Python SDK - Runcrate

The official Python SDK for Runcrate. Supports both synchronous and asynchronous usage with full type safety via Pydantic.

Installation

pip install runcrate-sdk

Requires Python 3.9+.

Quick Start

from runcrate import Runcrate

client = Runcrate(api_key="rc_live_YOUR_API_KEY")

# Chat completion
response = client.models.chat_completion(
    model="deepseek-ai/DeepSeek-V3",
    messages=[{"role": "user", "content": "Hello!"}],
)
print(response.choices[0].message.content)

# List GPU instances
instances = client.instances.list()
for inst in instances:
    print(f"{inst.name} — {inst.status}")

client.close()

Or use as a context manager:

with Runcrate(api_key="rc_live_YOUR_API_KEY") as client:
    balance = client.billing.get_balance()
    print(f"Credits: ${balance.credits_balance}")

Configuration

client = Runcrate(
    api_key="rc_live_...",                    # or RUNCRATE_API_KEY env var
    base_url="https://runcrate.ai",           # infrastructure API
    inference_url="https://api.runcrate.ai",  # model inference API
    timeout=30,                               # seconds
    max_retries=3,                            # retry on 429/5xx
    environment="production",                 # optional — target a specific environment
)

Environments

API keys are workspace-scoped. By default, requests target the workspace’s default environment (usually main). To target a different environment, pass environment at client construction:

# Default environment (e.g., main)
client = Runcrate(api_key="rc_live_...")

# Specific environment
staging = Runcrate(api_key="rc_live_...", environment="staging")
prod    = Runcrate(api_key="rc_live_...", environment="production")
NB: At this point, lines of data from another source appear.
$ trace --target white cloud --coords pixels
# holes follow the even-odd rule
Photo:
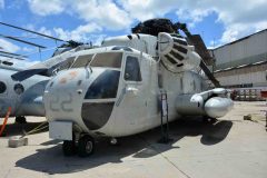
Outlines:
[[[219,43],[230,42],[240,37],[267,28],[266,0],[118,0],[131,18],[146,20],[164,17],[176,11],[178,20],[189,27],[202,21],[210,13],[218,16],[217,22],[225,27]]]
[[[28,0],[30,10],[39,16],[58,14],[65,10],[62,0]]]
[[[109,30],[125,29],[131,23],[129,14],[111,0],[78,0],[72,6],[81,19]]]
[[[68,13],[88,23],[97,23],[109,30],[130,26],[129,14],[111,0],[28,0],[30,10],[39,16]]]
[[[0,0],[1,1],[1,0]],[[127,30],[135,20],[164,18],[176,12],[177,20],[194,28],[206,17],[216,14],[224,24],[224,33],[217,43],[225,43],[267,28],[266,0],[28,0],[33,13],[49,16],[68,13],[99,29]],[[95,28],[99,30],[98,28]],[[90,31],[90,30],[89,30]],[[57,29],[60,36],[83,39],[82,30]],[[88,33],[88,32],[87,32]],[[86,36],[87,37],[87,36]]]
[[[4,39],[0,39],[0,47],[4,50],[4,51],[9,51],[9,52],[17,52],[20,50],[20,47],[4,40]]]
[[[3,8],[4,8],[4,1],[0,0],[0,9],[3,9]]]
[[[100,32],[102,28],[96,23],[88,23],[86,26],[79,26],[72,31],[63,30],[62,28],[53,29],[57,37],[63,40],[76,40],[76,41],[90,41],[91,32]]]

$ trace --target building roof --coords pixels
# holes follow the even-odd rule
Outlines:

# Each client only sees resources in its own environment
staging.instances.list()   # only staging instances
prod.instances.list()      # only production instances

What’s environment-scoped: instances, crates, storage volumes. What’s workspace-wide: SSH keys, billing, API keys, templates.

Async Support

from runcrate import AsyncRuncrate

async with AsyncRuncrate(api_key="rc_live_...") as client:
    instances = await client.instances.list()
    balance = await client.billing.get_balance()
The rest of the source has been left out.